1. Die Dame kann dann alleinigen Anspruch erheben, wenn sie die „Schöpfern“ des Stückes war, § 7 UrhG.

2. Maßgeblich ist, ob der Hauptanteil an der Werkschaffung von der Dame stammt. Die Tatsache, dass andere Personen Ideen beigesteuert haben, machen diese Personen nicht automatisch zu Miturhebern, BGH, Urteil vom 19.10.1994 - I ZR 156/92 (Frankfurt a. M.), „Miturheber ist nur, wer das Werk als persönliche geistige Schöpfung mitgeschaffen hat. Dazu genügen bloße Ideen, die
noch nicht Gestalt angenommen haben, oder Anregungen zu dem Werk nicht.“

3. Wenn die Dame also den Hauptteil verfasst hat und lediglich Ideen Dritter verwendet hat, darf sie das Werk alleine verwenden.
4. Sollten dagegen bestimmte Abschnitte von Dritten verfasst worden sein, sind diese Miturheber und haben somit ebenfalls die Rechte daraus.

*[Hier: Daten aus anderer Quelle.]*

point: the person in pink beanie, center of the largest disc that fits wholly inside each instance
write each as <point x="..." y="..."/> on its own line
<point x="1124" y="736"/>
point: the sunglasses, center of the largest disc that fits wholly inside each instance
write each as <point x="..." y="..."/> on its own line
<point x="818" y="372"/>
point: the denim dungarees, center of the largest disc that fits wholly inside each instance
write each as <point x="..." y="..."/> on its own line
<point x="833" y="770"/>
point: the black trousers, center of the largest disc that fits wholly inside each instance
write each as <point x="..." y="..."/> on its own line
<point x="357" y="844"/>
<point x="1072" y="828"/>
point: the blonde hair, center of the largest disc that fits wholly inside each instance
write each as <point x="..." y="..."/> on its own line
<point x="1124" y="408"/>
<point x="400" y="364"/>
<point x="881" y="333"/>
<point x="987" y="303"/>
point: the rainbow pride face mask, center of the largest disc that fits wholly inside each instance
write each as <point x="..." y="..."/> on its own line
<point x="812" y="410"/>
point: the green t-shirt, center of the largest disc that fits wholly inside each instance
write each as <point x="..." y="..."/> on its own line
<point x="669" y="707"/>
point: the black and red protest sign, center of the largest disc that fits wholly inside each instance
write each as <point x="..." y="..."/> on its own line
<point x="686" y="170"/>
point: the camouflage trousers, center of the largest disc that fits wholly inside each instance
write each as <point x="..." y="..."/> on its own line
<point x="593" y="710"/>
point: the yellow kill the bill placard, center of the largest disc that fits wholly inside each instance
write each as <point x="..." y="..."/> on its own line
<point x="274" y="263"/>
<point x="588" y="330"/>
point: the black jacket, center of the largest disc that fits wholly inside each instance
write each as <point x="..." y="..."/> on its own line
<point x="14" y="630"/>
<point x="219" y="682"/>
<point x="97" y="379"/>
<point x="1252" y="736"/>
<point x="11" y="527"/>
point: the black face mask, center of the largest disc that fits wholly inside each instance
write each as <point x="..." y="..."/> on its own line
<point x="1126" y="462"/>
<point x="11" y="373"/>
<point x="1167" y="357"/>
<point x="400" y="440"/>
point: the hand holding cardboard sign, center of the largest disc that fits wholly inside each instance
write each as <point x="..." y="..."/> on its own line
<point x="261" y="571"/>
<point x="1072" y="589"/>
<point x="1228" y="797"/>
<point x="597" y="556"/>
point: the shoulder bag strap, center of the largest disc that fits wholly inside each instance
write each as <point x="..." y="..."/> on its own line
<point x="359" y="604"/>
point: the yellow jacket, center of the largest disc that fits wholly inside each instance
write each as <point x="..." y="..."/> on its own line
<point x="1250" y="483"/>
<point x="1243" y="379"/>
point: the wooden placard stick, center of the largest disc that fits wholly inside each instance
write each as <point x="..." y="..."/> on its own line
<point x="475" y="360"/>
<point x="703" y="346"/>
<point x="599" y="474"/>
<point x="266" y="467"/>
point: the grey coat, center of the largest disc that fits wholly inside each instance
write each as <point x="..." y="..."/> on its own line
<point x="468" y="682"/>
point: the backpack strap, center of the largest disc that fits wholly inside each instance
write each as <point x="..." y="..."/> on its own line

Ich hoffe, diese Ausführungen haben Ihnen bei Ihrem rechtlichen Problem weitergeholfen. Für eine weitere Beratung stehe ich Ihnen selbstverständlich zur Verfügung.

Mit freundlichen Grüssen

Nina Heussen
Rechtsanwältin

Weiler Rechtsanwälte
Sonnenstr. 2
80331 München

Tel: (089) 20604130
kanzlei@weiler-rechtsanwaelte.de

Abschließend darf ich mir erlauben, noch auf Folgendes hinzuweisen:
Meine Auskunft umfasst die wesentlichen Gesichtspunkte, die in Fällen der geschilderten Art im Allgemeinen zu beachten sind.
Insbesondere bezieht sich meine Auskunft nur auf die Informationen, die mir zur Verfügung stehen. Eine umfassende Sachverhaltsermittlung ist für eine verbindliche Einschätzung unerlässlich. Diese Leistung kann im Rahmen der Online-Beratung nicht erbracht werden.
Darüber hinaus können eine Reihe weiterer Tatsachen von Bedeutung sein, die zu einem anderen Ergebnis führen. Auch einige Rechtsfragen wie z. B. die Frage der Verjährung oder von Rückgriffsansprüchen gegenüber Dritten etc., können mit dieser Auskunft nicht geklärt werden. Ferner sind verbindliche Empfehlungen darüber, wie Sie Ihre Rechte durchsetzen können, nur im Rahmen einer Mandatserteilung möglich.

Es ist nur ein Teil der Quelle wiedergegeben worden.